Desesperanzas
Esperanza es una palabra inscrita en los umbrales del infierno del Dante, mercancía prohibida en los controles de acceso del Averno. Desesperanzado y mohíno, Alberto Ruiz-Gallardón, se traga el llanto y disimula el crujir de dientes con una sonrisa circunstancial y crispada, un rictus estereotipado desde hace tiempo en los rostros de tantos compañeros de partido, mueca congelada en los labios apretados de Esperanza Aguirre.
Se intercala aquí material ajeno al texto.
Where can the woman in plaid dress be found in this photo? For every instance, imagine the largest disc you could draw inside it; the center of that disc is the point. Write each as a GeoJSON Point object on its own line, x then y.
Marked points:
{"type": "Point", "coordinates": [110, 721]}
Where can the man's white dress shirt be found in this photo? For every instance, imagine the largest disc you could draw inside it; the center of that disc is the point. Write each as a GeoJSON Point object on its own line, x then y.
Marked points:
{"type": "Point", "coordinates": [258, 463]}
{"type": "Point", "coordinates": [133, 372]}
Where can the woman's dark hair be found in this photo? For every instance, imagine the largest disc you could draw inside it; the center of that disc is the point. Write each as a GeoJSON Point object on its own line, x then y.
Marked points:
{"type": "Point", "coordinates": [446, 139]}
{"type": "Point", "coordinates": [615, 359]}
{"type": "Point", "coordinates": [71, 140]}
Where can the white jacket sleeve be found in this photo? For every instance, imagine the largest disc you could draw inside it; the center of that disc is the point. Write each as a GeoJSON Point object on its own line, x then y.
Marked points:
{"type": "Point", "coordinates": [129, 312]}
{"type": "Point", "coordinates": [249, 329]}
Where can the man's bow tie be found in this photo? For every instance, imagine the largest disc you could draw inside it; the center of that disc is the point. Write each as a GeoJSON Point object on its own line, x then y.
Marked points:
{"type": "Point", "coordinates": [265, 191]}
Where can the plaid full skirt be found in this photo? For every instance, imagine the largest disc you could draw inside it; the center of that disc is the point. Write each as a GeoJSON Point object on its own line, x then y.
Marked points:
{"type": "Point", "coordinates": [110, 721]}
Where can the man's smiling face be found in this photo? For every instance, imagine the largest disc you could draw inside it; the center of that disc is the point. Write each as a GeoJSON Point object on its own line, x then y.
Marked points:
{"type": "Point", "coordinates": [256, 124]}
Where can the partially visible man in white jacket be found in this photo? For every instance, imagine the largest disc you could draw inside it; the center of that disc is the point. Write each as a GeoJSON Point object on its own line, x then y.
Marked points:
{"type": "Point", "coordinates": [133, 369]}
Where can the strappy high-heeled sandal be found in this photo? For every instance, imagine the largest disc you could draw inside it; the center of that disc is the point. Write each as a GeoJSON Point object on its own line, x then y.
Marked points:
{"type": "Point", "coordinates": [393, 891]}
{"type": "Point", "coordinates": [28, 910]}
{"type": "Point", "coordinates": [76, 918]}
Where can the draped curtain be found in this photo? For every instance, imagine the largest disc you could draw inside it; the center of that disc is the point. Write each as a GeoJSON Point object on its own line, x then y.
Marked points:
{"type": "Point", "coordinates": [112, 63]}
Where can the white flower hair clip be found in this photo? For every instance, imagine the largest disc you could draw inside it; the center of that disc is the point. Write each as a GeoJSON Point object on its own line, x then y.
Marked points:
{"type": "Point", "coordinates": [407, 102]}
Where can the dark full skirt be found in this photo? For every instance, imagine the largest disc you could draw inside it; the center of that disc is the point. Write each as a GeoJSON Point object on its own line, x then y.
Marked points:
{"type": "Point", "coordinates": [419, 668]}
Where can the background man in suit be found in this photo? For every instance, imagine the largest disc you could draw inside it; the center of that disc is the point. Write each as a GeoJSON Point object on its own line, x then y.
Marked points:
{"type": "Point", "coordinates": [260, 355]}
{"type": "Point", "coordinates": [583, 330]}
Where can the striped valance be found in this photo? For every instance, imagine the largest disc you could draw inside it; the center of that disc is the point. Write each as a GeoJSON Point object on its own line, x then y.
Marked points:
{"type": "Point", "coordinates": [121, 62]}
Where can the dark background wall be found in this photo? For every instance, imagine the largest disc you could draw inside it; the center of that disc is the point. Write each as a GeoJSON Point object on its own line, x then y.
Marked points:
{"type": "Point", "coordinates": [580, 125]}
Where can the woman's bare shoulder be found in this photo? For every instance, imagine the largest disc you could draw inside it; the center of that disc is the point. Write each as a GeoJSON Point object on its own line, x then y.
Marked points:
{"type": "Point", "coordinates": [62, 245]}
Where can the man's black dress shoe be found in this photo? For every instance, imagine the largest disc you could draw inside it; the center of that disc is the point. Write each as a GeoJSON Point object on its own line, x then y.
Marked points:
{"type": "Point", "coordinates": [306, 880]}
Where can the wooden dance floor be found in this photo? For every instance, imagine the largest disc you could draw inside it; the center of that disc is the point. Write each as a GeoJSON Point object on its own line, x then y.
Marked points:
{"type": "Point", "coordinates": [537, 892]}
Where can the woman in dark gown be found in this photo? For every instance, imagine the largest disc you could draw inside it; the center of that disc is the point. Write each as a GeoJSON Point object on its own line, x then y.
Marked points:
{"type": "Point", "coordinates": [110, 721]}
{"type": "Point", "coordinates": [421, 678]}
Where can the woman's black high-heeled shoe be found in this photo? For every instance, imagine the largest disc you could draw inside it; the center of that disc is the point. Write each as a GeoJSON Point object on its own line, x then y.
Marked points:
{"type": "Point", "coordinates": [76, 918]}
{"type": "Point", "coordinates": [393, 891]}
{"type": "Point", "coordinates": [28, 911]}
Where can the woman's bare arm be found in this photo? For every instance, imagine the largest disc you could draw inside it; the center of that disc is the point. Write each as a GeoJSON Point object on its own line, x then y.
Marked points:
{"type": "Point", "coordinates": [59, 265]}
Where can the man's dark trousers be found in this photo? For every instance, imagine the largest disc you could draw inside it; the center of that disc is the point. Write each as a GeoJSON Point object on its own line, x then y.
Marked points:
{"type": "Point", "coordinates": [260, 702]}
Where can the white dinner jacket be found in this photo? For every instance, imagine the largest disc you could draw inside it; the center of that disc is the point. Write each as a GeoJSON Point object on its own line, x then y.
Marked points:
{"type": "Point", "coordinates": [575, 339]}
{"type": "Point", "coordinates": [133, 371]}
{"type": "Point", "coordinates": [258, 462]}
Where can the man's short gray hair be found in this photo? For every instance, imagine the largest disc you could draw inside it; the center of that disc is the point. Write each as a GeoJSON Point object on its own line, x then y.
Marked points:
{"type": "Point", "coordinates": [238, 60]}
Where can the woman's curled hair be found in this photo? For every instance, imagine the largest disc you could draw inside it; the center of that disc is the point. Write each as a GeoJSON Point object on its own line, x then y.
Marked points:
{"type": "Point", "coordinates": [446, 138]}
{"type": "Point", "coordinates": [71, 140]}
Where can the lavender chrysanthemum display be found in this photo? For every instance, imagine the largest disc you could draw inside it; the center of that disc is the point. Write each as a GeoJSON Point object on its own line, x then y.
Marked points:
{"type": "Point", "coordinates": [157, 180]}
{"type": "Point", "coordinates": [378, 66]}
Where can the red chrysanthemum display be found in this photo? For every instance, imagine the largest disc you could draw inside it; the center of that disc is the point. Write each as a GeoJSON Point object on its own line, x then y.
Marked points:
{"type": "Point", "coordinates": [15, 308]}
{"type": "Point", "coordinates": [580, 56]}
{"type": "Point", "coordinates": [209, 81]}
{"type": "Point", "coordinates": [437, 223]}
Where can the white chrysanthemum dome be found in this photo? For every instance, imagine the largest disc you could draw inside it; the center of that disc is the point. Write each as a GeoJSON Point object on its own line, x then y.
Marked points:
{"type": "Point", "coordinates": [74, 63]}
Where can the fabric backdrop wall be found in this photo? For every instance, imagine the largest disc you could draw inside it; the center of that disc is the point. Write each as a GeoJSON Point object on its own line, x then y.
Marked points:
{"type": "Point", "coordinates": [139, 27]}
Si el pecado fuera delito, aspiración suprema de los administradores de culpa del Vaticano y sus legiones sucursalistas, las cárceles estarían a rebosar de profesionales de la política que se merecen un círculo infernal, un semicírculo al menos, para ellos solos. Si el infierno son los otros como escribió Sartre no debe haber peor tormento para un político que compartir la eternidad sufriendo la compañía de otros como él, a puerta cerrada, sin aplausos, ni electores, sin vencedores ni vencidos, círculo vicioso y estéril. El hemiciclo infernal debería ubicarse en las proximidades del núcleo central, muy cerca de Satanás y de sus ángeles desterrados con los que los políticos comparten el primero de los pecados capitales, el que desencadenó su estrepitosa caída en las sombras: la soberbia, el pecado diabólico.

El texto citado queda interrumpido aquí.